Nur Melek çekilen saçıyla ağlarken babaları araya girip birbirinden biraz uzaklaştırdı.
Nikah işi bittiğinde Özdemir; babasını, kardeşiyle yeni karısını ve kızını alıp evine döndü.
Eve girince gözyaşları içinde bekleyen karısı kızını kollarından çekip almıştı. Yatak odasına gittiğinde kocası da ardından geldi.
“Güler, tavır yapmayı bırak.”
“Altı aylık daha kızımız altı! Bu yaşta nikah mı olurmuş?” Kızını yatağın üzerine bırakıp gözlerinden akan yaşı sildi. “Gideceğiz bu ilçeden Nur Melek’i burada büyütmem yoksa reşit bile olmadan dayanırlar kapımıza verin diye.”
Özdemir sıkıntıyla iç çekti. “Birkaç ay sabret ortalık durulsun söz sonra gideceğiz ben de memnun değilim bu durumdan ama kızımı vermesem kardeşimi de Hatice’yi de öldüreceklerdi, bilmiyorsun sanki durumları.”
Geçen aylar sonunda hayat belli bir rutinde ilerliyordu. Özdemir karısının baskılarından bunalmış büyük şehirde geçinebilmek için kendisine bir iş yeri kiralayıp market açmıştı. Evide ayarlayınca gitmek için toparlanmaya başladılar.
Babasını da götürmek istemişti ama Tahsin Bey yurdumdan ayrılmam dediği için kabul etmemişti. Kız kardeşleri biz bakarız deyince de daha fazla üstelememişti.
Kardeşi Avşar; siz gidiyorsanız biz de burada kalmayalım Hatice'nin ailesi sıkıntı çıkarmasın, deyince onlarda gitmek için toparlanmıştı.
Eşyaları nakliye kamyonuna yükleyip yolladığında kendileri de arabalarına bindi. Son olarak Özdemir şoför koltuğuna oturacakken karşısında beliren Şahin ile göz göze geldi.
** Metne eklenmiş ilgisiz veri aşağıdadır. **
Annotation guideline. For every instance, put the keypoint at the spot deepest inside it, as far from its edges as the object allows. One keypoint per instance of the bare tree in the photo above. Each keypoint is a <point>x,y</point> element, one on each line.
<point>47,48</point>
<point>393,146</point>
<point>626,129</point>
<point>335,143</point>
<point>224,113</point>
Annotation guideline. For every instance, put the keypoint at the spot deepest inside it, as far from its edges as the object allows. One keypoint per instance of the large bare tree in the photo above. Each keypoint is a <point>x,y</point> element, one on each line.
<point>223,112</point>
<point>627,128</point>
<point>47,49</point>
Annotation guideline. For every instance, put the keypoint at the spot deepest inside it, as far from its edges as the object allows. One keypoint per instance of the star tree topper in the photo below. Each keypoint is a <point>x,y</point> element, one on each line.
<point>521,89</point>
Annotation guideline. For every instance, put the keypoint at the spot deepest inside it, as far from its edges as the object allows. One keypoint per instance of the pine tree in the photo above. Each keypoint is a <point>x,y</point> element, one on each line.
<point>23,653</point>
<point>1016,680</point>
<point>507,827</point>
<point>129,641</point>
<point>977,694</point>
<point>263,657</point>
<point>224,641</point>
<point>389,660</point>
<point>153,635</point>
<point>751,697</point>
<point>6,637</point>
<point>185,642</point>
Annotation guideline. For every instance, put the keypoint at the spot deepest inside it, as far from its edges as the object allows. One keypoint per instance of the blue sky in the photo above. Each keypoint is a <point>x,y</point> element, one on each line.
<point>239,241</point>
“Hayırdır Özdemir kaçıyor musun?”
Diğeri sakinliğini koruyordu. “Kaçmamı gerektiren bir sebep yok bu küçük ilçede tarlalarla uğraşmaktan bıktım hayatımı daha rahat yaşamak istiyorum.”
Şahin arabadaki kız kardeşine ve gelini ilan edilmiş annesinin kucağında uyuyan küçük kıza baktı. “Zamanı geldiğinde kapını çalacağım umarım verilen sözden dönmezsin.”
“Zamanı geldiğinde konuşuruz.” diyerek kaçamak bir cevap verdi Özdemir ve arabaya oturup yola çıktı.
Büyükşehire geldiklerinde evlerine yerleştiler. İki kardeş aynı apartmanda iki ev almıştı ve açılan marketi beraber işleteceklerdi.
Evde yalnız kaldıklarında Güler mutfakta yemek yaparken Özdemir bir yaşına yeni girmiş kızını seviyordu.
Karısı geldiğinde yanına oturdu. “Söz ver kızımız okuyacak.” dedi.
Karısının eşarbından taşan saçlarını okşadı. “Sıkma canını Hatun, kızımız büyüyene kadar yıllar geçecek o zaman içinde de alışılmış gelenekler töreler değişecektir.”
“Umarım dediğin gibi olur da bir gün kapımıza dayanmazlar.” diyen Güler, kızının ipek saçlarını okşadı.